Il cielo è ancora in quella stanza
« … L’artista vero è Picasso che ha cercato per tutta la vita, sbagliando magari, ma senza fermarsi mai!» ammetteva Gino Paoli nel corso di un’ intervista rilasciata ai tabloid qualche giorno fa, esprimendo la propria opinione circa il significato di artista e parlando dei sessant’anni da poco compiuti dalla sua Il cielo in una Stanza.
Scritta da giovanissimo, nel 1960, quando il cantautore non era ancora iscritto alla SIAE, fu la prima canzone d’autore ad aver raggiunto il grande pubblico, facendo da apripista alla stagione degli anni Sessanta.
Il cielo in una Stanza fu prima in classifica sia nell’interpretazione di Paoli sia in quella di Mina (per ben 15 settimane!). Del resto Mina, quell’anno, avrebbe avuto la sua consacrazione con otto singoli nei primi venti, confermando il suo successo personale dopo essere divenuta una cantante famosa ai più per la sua indimenticabile Tintarella di Luna.
Se la versione di Paoli fu un classico dell’intimismo un poco svogliato e cinico, di uno stile che contravviene alle convenzioni del bel canto, quella della Tigre di Cremona fu un capolavoro d’intensità interpretativa, uno tra i momenti più alti della canzone italiana di tutti i tempi. Le parole vengono scandite per il loro valore semantico, pronunciate con forza, quasi la cantante non se ne volesse staccare.
Se Paoli, l’impegnato, espresse le cose nude e crude, Mina la romantica, le cantò, o forse sarebbe più adeguato dire le recitò, con passione.
Nei crediti delle varie versioni del disco figurano Mogol, come autore del testo e Toang, in qualità di compositore della musica. Solo successivamente sarà depositata con la firma corretta del solo Paoli.
Il brano, rifiutato da interpreti come Julia de Palma e Miranda Martino, fu proposto a Mina dal paroliere Mogol. E Mina decise di registrarla solo dopo averla sentita eseguita al pianoforte dallo stesso Paoli.
Come è stato più volte raccontato dallo stesso cantautore, il testo descrive l’incontro con una prostituta avvenuto in un bordello di Genova, riconoscibile dal soffitto viola.
Ma, nonostante la scabrosità dell’argomento trattato, Il cielo in una Stanza è considerata una delle più rilevanti espressioni della canzone d’autore italiana, un capolavoro.
L’immagine poetica, che evoca l’atto d’amore consumato nella stanza col soffitto viola, trasfigura circostanze e ambienti. La raffinata melodia, inizialmente lenta e confidenziale, conduce gradatamente verso spazi infiniti e trasognati raggiungendo il massimo dell’intensità musicale e poetica, per poi tornare nel finale all’intimità iniziale.

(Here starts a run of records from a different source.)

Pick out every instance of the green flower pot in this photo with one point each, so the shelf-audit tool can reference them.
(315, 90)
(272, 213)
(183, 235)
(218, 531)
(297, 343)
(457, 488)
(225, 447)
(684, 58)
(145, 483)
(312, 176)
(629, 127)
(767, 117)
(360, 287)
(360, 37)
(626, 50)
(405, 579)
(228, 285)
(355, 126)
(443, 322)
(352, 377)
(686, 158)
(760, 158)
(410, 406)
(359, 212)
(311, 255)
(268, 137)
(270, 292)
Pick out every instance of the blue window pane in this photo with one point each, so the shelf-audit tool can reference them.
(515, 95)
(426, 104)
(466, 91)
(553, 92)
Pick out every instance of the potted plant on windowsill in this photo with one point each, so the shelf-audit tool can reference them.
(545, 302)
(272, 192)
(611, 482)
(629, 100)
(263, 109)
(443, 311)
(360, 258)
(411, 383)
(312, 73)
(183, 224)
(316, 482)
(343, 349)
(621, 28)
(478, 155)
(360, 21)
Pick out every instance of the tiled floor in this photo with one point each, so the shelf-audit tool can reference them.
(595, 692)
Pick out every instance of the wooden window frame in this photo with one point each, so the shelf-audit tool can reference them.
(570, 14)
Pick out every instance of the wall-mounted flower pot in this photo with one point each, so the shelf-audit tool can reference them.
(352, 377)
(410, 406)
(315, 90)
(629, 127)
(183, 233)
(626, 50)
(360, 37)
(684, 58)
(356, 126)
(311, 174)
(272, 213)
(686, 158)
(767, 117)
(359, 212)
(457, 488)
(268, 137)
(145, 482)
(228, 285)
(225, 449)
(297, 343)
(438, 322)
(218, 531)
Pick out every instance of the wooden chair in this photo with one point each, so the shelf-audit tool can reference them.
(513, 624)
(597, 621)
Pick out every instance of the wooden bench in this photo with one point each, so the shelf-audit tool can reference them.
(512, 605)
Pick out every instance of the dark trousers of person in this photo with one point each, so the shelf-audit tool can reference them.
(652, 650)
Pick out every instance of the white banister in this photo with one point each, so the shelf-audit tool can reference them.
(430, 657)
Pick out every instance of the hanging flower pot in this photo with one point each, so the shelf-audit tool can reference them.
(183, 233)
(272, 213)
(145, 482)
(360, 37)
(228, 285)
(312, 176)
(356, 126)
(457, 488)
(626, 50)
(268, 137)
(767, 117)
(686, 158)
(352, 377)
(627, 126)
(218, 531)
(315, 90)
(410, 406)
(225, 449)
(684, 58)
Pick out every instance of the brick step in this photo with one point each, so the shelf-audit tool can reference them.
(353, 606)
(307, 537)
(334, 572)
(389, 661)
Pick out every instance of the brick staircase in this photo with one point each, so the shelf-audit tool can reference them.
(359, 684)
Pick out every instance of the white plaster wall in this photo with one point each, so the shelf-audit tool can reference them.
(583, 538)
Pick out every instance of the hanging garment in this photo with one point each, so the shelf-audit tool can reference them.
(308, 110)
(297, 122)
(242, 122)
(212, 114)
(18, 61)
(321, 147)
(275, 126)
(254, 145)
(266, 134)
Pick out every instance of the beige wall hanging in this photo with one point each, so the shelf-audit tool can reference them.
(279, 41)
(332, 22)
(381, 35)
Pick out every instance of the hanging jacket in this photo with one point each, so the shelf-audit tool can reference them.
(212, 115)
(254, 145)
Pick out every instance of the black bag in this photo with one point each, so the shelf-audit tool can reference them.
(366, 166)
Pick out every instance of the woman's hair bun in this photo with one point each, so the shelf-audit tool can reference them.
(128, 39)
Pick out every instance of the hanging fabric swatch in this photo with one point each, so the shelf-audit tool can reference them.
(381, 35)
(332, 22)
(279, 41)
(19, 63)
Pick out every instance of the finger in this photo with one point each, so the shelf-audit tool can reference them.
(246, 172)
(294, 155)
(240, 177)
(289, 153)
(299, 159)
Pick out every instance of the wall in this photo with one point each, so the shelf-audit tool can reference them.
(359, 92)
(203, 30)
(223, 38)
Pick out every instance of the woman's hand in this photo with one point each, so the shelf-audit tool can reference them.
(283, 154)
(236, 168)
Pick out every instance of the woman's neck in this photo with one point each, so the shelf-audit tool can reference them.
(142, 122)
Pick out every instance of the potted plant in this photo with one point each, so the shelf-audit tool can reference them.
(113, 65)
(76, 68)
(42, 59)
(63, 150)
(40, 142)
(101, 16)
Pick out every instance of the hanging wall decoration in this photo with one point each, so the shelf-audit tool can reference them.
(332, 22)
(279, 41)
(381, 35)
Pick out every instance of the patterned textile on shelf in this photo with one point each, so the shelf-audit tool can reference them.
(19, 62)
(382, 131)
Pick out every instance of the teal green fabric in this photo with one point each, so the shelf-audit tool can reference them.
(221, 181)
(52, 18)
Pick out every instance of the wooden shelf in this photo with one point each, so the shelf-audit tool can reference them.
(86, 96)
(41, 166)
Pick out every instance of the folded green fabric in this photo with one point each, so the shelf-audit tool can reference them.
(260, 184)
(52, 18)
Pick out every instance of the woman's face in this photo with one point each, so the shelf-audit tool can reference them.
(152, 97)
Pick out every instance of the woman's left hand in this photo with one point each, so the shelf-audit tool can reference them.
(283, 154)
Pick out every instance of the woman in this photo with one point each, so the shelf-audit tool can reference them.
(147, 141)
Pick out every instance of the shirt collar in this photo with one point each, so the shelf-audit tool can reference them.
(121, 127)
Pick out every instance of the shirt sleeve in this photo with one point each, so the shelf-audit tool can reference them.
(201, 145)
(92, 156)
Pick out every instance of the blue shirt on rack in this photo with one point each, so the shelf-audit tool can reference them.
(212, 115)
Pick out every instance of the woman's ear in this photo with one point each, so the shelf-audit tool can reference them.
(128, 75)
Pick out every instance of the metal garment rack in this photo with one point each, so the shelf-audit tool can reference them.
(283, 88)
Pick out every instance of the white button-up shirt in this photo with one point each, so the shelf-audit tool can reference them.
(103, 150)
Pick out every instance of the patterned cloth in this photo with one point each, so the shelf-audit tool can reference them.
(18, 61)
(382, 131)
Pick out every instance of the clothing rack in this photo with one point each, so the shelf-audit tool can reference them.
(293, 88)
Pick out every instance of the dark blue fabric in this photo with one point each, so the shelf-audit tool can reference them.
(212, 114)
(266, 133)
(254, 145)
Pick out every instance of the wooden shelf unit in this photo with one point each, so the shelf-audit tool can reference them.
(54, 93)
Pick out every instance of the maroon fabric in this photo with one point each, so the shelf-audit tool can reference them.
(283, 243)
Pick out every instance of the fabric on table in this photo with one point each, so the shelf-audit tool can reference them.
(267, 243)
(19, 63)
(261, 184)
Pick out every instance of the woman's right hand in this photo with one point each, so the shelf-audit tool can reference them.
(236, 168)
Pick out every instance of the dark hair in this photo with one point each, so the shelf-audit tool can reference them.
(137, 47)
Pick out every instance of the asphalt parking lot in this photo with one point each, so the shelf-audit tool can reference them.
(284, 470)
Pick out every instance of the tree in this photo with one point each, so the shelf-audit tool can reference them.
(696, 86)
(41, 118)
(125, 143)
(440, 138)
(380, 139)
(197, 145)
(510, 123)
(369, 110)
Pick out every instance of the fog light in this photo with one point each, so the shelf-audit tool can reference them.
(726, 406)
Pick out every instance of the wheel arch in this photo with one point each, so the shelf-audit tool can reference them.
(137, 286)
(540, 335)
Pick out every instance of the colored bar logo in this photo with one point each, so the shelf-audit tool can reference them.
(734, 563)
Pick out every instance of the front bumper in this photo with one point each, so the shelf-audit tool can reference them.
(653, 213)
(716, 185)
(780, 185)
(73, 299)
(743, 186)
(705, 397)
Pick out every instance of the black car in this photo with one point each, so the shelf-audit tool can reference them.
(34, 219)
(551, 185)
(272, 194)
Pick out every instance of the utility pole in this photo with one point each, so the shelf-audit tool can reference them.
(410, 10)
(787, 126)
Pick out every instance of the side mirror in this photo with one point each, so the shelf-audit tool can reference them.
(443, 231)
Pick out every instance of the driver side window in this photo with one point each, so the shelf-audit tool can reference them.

«L’estasi mi portò a trasformare il soffitto della camera in un cielo stellato aggiungendoci in sottofondo il ricordo dell’armonica che avevo suonato qualche tempo prima al compleanno di mio nonno», con queste parole Gino Paoli descriverà anche in seguito come trovò la sua ispirazione.
Da allora, delle storie di Paoli, delle sue passioni, dei suoi tanti amori, saranno piene le cronache e molte saranno ancora le canzoni amate per sempre dal suo pubblico: a cominciare da Senza fine, La gatta, Sapore di sale, Sassi, Come si fa, Che cosa c’è, Una lunga storia d’amore, fino a Il Mio Mondo, scritta a quattro mani con Umberto Bindi.
Probabilmente il segreto di tanti successi, è rimasto un mistero per tutti noi che amiamo ancora le sue canzoni, ma per il cantautore genevose non si tratta di magia.
Più semplicemente: «Il bello è che le canzoni, una volta pubblicate, hanno una vita loro e il successo è un incidente. Sempre».